Enfin, ils évoqueraient la façon dont ils ont grandi en parallèle d'une nouvelle génération qui, de Squid à Working Men’s Club, en passant par Sorry, PVA ou Feet, semble avoir été élevée dans la même centrale électrique, en quête de guitares nerveuses.

Seulement, l'histoire de Shame ne peut s'écrire uniquement au passé. « Song Of Praise » a certes été un énorme succès, mais « Drunk Tank Pink » est clairement promis au même destin, marqué par les expériences vécues ces deux dernières années ; par « cette longue période de silence survenue après avoir été saturés de bruits et de distractions », comme ils le confient aux Inrocks ; mais aussi par la techno de Makeness, chez qui ils ont trouvé refuge dans les Highlands écossaises. Le temps de poser quelques idées, qui contrastent volontiers avec le calme apaisant des paysages environnant, et de rentrer à Londres mettre tout cela en forme.

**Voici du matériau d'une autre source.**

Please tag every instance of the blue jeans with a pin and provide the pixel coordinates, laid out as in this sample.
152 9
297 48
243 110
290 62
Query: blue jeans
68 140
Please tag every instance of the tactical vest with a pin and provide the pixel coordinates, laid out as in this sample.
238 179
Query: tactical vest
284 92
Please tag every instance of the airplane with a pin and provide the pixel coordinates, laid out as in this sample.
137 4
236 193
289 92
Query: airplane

De retour en ville, il a fallu faire le tri : entre les riffs funky testés par le guitariste Sean-Coyle-Smith, entre les nombreux textes griffonnés par Charlie Steen dans sa chambre, une pièce rose qui inspire directement le titre de l'album (« Drunk Tank Pink »), mais aussi entre les anciens et les nouveaux morceaux. Human, For A Minute, par exemple, date de 2018, et c'est sans doute l'un des moments forts de ce deuxième long-format. Car intime et profond, lancinant et désabusé, loin de la débauche d'électricité orchestré sur Alphabet ou Great Dog, plus classiques dans leur structure, mais tout aussi excitants de par leur inclinaison punk.

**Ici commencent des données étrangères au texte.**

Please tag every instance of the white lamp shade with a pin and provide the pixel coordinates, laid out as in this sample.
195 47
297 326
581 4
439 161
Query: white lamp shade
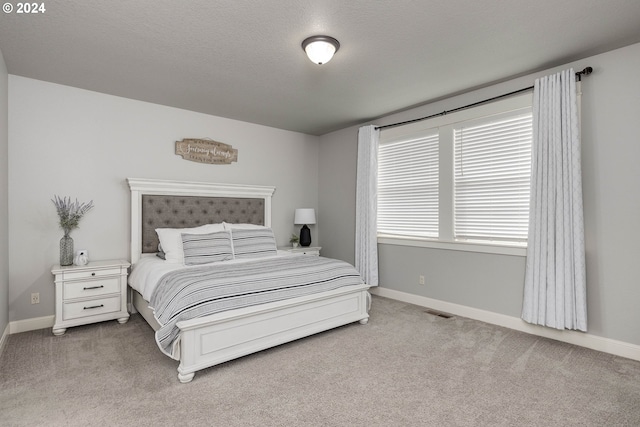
305 216
320 49
320 52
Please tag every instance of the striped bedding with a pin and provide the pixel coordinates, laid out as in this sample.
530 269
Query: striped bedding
203 290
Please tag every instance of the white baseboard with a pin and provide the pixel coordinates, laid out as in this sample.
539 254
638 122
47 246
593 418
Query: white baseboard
594 342
3 339
25 325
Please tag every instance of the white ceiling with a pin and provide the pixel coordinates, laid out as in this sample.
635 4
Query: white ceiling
242 59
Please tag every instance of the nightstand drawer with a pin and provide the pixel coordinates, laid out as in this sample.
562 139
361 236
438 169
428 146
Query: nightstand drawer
93 307
91 288
90 273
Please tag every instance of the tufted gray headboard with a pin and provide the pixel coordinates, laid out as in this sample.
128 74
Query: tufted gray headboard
180 204
191 211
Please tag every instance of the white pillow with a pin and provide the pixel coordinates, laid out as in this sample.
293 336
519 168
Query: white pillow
171 240
207 248
230 226
253 243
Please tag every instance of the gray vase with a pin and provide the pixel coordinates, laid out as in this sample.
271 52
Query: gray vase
66 250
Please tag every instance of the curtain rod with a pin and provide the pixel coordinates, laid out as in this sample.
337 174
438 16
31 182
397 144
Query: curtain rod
579 74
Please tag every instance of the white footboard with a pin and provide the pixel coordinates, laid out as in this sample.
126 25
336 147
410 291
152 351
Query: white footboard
225 336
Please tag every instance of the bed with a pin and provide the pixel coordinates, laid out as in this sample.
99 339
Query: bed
220 334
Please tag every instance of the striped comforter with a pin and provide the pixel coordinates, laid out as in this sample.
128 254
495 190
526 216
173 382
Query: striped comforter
200 291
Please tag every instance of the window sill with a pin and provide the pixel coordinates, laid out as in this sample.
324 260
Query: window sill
513 250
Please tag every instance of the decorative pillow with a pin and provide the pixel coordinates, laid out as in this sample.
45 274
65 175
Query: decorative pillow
171 239
242 226
206 248
253 242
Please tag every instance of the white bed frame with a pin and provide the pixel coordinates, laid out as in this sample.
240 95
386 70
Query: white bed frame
210 340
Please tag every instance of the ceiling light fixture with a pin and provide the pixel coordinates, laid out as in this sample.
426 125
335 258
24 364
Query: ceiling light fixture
320 49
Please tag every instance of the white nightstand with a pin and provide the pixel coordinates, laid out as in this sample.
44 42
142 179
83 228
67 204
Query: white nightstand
90 293
309 250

Il a ainsi fallu toute la science du son de James Ford (Arctic Monkeys, Foals, Gorillaz) pour donner forme et cohérence à ces nouvelles intentions, qui ne se limitent plus à faire pogoter quelques soulards agités dans les pubs de l'Union Jack. À présent, Shame affiche une volonté d'expérimenter la guitare, d'explorer un panel de sonorités à travers elle plutôt que de la maltraiter en permanence, tandis que Charlie Steen, lui, s'abandonne à des confessions intimes du plus bel effet, à la limite de la schizophrénie parfois (« I represent everything that I hate / Yet I’m the person I always dreamt I could become »), mais toujours à la recherche d'une paix intérieure (« In my room / In my womb / Is the only place I find peace »).

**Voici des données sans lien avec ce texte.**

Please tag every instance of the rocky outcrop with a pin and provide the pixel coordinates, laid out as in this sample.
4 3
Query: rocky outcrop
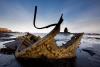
4 30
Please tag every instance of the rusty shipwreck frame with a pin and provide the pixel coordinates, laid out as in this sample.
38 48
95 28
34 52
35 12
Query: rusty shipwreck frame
47 47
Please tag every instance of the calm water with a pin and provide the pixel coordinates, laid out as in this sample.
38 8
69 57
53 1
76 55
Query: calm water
84 58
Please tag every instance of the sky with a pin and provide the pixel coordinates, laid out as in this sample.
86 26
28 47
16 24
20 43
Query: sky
78 15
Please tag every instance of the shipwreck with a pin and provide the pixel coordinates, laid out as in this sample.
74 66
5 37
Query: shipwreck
47 47
45 50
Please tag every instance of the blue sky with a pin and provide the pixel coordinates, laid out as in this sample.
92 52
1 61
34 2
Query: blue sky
79 15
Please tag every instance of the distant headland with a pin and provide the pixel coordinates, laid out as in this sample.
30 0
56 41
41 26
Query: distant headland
4 30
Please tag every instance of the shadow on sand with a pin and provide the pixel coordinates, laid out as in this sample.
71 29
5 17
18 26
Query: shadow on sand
44 62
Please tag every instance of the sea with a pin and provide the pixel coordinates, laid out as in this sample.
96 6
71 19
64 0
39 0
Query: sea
87 55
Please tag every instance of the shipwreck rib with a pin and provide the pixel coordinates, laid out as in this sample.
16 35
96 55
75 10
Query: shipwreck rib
47 47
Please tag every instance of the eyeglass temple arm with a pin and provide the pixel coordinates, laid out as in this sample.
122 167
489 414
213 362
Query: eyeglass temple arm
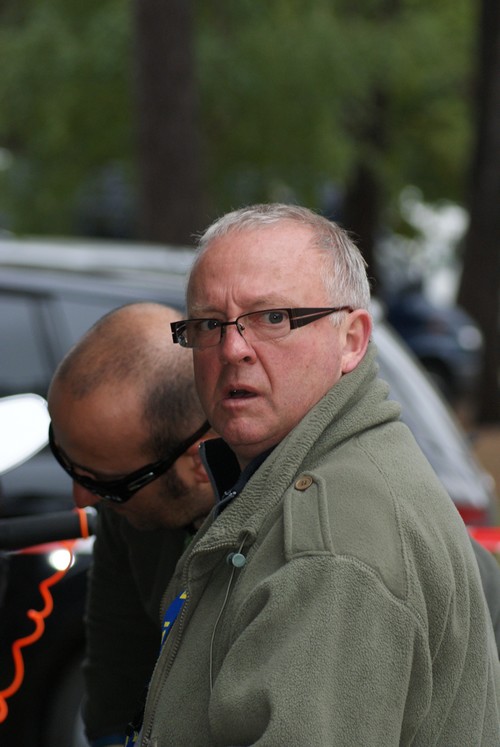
297 319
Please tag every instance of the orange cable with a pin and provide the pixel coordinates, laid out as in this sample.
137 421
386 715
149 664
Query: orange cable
38 617
84 522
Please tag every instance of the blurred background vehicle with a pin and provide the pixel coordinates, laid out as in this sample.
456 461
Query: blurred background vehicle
50 294
444 338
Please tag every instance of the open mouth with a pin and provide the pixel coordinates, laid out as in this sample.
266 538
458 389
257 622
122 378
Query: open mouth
240 394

À croire que Shame n'est définitivement plus cette bande de kids turbulents qui semblent avoir digéré quarante ans de post-punk britannique dans des brûlots rongés par l’urgence. La fougue est toujours là, la morve héritée de The Fall également : reste que ce deuxième album témoigne d’un son encore plus dense, fiévreux et riche en nuances, à travers lequel Charlie Steen et sa bande développent des morceaux aussi tourmentés que les temps qui courent en Angleterre.